My startup YesGraph just went through the Winter 2015 batch of Y Combinator. This is actually my second time, after going in Winter 2008 for my first startup Tipjoy. A lot changed and a lot stayed the same, so lets walk through it.

bttf22

Size

The W08 batch had 21 companies. The W15 Batch was 116. You can probably guess what needed to change for this to work. Size is in the background of this entire post.

Focus

YC is all about a focused effort to build your startup. They’ve refined how they phrase this, but the intent is that you exclusively:

  • Code and talk to customers
  • Eat, sleep, and exercise

You should do these at the exclusion of everything else, including hiring, fundraising, long term biz dev, conferences, vacation (obviously), and anything that isn’t about your health or your company’s core health.

The hiring bit was tough for me in W15 because we raised $1M before YC. I was eager but I’m only now ramping up. In W08, we’d raised $50K from friends and family, making it a non issue.

Partners

YC went from the 4 founding partners to over 20 full time and many part time. Paul Buchheit was always around in W08, though I don’t know if he was an official part time partner. He invested in and gave advice to the companies in the batch (thanks Paul!). Carolynn Levy was still at WSGR, but came by to give advice. Kate Courteau was also around, but again not officially besides doing all the great architectural work of the space.
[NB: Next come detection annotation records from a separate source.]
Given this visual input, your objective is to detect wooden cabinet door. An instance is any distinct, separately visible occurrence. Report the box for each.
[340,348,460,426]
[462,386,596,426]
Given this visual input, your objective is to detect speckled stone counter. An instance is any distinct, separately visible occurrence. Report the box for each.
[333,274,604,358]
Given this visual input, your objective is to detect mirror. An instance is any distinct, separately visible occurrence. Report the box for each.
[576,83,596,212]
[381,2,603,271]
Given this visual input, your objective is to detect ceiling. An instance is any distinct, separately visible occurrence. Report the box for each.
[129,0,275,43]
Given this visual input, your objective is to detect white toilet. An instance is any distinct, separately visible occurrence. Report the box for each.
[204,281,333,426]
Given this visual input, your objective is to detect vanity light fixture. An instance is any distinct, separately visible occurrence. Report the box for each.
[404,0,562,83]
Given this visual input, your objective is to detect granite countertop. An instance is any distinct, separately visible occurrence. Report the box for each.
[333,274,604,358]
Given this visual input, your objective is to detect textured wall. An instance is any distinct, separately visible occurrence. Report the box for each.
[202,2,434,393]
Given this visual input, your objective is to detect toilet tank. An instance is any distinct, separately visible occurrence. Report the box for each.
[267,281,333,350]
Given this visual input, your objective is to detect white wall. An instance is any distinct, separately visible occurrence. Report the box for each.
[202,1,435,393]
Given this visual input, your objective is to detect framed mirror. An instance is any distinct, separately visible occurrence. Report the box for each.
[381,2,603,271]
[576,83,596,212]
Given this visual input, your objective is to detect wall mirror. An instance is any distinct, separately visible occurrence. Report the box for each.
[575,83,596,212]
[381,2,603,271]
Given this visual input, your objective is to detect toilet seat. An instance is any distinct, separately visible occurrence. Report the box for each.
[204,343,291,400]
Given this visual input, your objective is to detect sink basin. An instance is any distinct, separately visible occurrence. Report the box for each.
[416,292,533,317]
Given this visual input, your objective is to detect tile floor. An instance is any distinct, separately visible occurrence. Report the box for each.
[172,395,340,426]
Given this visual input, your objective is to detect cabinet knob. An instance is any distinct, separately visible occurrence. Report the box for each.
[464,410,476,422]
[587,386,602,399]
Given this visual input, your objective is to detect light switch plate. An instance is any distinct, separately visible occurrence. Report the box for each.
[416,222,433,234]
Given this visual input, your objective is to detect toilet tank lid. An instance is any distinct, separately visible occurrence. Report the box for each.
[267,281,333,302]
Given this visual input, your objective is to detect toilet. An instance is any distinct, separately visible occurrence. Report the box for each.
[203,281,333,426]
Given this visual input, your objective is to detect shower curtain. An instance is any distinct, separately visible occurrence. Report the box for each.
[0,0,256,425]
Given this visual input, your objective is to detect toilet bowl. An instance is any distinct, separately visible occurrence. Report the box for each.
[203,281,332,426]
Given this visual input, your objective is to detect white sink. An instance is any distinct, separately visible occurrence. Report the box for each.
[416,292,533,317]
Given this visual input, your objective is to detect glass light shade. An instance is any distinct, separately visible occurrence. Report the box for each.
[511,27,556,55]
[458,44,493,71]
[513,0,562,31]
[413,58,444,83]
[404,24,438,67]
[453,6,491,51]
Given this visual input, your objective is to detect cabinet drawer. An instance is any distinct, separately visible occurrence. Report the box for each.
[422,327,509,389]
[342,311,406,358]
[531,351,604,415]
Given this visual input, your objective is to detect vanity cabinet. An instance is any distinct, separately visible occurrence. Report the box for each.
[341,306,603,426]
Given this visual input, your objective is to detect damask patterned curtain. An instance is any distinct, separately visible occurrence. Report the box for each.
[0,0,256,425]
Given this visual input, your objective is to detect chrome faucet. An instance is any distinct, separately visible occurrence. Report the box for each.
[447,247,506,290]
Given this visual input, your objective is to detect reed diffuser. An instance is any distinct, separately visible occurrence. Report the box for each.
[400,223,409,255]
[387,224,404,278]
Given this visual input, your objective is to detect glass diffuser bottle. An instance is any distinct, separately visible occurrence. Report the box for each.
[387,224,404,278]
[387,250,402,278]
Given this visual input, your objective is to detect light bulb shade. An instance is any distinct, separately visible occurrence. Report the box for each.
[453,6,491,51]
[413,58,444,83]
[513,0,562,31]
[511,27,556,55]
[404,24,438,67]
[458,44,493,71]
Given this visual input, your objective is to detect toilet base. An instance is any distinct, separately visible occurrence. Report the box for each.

Now you have a dozen YC alums that are back as full time partners. This increased firepower is the main way YC scales: horizontally. Everyone wants to meet with Paul Graham because his essays were startup preschool for many founders, but there just aren’t enough hours in the day for him to meet with everyone. Now he is retired from the day to day, and only does periodic office hours that almost instantly fill up.

Groups

YC has tried to mimic the earlier days by breaking the batch up into groups with group partners. So instead of talking to PG & JL, I mainly talked with Garry Tan and Justin Kan. It is important that these group partners know who you are and know your product and market. With so many companies, it is really easy to get lost as an advisor. This focus bring deeper insights.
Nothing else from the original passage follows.